Now, if $A$ is an invertible matrix, then its SVD is $$ A = USV^T $$
Then wouldn't it's inverse just be
$$ A^{-1} = (USV^T)^{-1} = VS^{-1}U^T $$
If the inverse is computed this way, why would it lose stability? Because of the multiplications? What am I missing?
The big issue is the condition number, which is defined as the ratio of the largest and smallest singular values. Suppose we expect: $$ S = \begin{bmatrix} 10^{-15}\\ &1 \end{bmatrix} $$ If we slightly perturb the inputs, we might end up with a nearby matrix $$ S' = \begin{bmatrix} 2 \cdot 10^{-15}\\ &1 \end{bmatrix} $$ $S'$ close to $S$, and we would consider this stable.
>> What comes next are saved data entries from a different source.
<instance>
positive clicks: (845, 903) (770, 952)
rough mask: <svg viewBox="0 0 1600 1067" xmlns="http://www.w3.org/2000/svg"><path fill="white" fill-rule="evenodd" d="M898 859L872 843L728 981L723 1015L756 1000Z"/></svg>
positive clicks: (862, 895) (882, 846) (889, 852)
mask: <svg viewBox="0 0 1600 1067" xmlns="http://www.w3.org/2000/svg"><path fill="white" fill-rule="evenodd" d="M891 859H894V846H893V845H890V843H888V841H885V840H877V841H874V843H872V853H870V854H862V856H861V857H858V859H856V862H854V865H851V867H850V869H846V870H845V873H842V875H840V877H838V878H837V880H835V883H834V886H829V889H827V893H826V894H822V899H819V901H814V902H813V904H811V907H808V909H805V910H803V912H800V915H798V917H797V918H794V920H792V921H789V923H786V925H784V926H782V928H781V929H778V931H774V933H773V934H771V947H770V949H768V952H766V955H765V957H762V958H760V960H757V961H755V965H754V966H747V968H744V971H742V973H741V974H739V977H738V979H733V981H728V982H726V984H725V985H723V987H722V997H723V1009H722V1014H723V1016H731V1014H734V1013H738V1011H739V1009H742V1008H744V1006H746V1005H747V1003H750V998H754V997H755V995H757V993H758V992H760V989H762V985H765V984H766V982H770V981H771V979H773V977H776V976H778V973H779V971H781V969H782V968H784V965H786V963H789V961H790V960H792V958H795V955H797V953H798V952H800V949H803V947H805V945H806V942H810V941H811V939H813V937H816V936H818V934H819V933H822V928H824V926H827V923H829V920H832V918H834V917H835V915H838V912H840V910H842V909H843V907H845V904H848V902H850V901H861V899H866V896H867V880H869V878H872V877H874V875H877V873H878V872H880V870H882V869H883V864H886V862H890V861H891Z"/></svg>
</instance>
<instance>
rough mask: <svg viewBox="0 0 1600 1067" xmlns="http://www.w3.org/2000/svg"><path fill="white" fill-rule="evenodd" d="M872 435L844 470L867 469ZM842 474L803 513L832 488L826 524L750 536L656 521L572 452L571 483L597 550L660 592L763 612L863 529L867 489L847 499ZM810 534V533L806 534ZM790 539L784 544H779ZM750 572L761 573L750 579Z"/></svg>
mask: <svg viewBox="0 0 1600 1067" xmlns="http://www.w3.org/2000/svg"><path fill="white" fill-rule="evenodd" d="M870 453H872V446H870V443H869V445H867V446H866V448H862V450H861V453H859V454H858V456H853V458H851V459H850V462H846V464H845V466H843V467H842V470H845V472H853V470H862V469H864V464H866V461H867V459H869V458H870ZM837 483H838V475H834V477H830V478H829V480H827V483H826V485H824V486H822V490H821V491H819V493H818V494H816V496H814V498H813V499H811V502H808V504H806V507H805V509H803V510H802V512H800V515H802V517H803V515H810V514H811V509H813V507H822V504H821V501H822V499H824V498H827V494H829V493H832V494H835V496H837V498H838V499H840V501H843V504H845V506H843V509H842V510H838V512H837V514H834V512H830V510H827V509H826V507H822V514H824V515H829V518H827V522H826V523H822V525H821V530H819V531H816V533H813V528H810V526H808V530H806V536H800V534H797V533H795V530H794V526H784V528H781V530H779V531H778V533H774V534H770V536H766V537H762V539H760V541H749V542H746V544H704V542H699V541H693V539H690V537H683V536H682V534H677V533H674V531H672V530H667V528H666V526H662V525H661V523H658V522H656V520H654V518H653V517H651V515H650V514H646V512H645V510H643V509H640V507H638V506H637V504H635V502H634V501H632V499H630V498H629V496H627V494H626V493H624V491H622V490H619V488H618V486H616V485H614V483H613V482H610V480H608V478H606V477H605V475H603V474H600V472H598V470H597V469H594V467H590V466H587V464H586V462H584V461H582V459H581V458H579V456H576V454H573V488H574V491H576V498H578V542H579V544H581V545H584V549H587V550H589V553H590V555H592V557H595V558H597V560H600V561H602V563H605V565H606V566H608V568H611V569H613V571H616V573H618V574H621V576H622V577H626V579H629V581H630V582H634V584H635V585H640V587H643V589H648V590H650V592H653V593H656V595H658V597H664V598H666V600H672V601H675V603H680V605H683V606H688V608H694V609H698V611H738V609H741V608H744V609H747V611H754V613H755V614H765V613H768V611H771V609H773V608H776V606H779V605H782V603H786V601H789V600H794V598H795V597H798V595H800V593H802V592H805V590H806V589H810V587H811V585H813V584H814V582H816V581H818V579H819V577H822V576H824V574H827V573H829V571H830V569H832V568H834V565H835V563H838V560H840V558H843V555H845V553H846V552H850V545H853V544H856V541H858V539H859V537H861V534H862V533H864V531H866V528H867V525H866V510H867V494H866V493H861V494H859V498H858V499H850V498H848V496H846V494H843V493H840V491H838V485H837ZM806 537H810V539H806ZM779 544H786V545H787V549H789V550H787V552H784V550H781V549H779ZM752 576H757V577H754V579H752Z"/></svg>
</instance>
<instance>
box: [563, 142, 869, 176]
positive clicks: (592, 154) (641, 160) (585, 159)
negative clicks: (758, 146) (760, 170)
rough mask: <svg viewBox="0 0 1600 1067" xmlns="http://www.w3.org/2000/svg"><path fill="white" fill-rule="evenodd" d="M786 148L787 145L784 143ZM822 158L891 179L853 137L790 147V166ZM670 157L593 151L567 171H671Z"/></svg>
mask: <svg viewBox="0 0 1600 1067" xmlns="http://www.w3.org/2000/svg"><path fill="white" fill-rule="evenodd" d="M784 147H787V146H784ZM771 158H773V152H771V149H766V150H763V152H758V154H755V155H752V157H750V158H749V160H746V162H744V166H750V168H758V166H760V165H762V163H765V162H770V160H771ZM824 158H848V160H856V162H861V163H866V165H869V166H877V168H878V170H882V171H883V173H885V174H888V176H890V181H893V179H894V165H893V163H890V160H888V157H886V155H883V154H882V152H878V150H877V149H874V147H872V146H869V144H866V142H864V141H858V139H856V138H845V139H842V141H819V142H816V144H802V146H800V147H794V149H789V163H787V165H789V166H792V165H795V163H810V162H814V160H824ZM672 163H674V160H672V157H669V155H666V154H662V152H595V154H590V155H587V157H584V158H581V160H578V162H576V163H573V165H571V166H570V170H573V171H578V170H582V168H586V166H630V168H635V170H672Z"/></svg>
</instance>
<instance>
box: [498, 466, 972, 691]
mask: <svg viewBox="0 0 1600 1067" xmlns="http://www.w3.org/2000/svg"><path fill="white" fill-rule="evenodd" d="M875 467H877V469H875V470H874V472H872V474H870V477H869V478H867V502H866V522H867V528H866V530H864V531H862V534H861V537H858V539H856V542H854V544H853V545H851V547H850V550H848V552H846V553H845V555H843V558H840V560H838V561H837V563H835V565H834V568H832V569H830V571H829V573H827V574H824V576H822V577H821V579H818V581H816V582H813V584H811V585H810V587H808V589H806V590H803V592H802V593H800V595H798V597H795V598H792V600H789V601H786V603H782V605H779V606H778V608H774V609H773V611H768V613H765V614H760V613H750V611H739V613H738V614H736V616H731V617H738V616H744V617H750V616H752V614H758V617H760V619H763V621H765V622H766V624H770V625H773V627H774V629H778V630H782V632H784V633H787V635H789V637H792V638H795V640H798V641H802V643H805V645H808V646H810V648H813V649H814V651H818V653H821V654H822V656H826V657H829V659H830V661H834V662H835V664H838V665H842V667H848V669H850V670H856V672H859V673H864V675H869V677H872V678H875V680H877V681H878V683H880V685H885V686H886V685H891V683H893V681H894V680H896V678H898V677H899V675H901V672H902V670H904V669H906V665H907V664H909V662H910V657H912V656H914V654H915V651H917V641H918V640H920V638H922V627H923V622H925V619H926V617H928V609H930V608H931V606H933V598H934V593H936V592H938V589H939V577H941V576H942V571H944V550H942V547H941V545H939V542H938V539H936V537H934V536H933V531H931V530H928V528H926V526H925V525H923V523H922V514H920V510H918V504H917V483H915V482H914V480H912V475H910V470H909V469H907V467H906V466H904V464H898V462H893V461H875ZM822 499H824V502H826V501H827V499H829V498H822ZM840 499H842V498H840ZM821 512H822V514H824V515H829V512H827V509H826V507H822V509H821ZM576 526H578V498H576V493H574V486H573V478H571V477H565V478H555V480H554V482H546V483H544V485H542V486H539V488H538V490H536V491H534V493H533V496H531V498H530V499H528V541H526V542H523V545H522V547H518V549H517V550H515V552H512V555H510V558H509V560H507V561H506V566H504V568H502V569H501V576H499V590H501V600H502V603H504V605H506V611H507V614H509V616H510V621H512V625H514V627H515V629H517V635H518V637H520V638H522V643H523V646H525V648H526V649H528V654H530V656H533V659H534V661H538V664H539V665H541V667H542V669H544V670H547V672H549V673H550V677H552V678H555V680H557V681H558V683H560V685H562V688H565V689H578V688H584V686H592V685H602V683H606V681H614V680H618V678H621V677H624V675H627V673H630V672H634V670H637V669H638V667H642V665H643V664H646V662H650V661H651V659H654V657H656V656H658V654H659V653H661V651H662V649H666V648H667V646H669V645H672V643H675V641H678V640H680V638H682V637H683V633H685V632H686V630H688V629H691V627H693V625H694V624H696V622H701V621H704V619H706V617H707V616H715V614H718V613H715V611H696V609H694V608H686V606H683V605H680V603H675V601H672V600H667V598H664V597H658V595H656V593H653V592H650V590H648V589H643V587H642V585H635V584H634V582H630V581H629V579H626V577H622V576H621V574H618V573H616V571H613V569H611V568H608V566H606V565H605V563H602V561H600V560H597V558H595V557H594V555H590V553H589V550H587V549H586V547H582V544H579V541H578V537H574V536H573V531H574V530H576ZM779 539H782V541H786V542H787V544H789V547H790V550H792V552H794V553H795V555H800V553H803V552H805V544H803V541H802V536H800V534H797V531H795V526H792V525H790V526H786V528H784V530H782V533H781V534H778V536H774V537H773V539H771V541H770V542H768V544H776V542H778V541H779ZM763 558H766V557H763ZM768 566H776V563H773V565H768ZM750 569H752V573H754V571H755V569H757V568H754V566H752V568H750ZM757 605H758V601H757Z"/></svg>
Now suppose we want to compute the inverse using SVD.
Notice that $$ S^{-1} = \begin{bmatrix} 10^{15}\\ & 1 \end{bmatrix}\\ S'^{-1} = \begin{bmatrix} 5 \cdot 10^{14}\\ & 1 \end{bmatrix} $$ Here the inverse of $S'$ is nothing like the inverse of $S$, and we might end up with an inverse $A'^{-1}$ which is no where near $A^{-1}$, thus is unstable.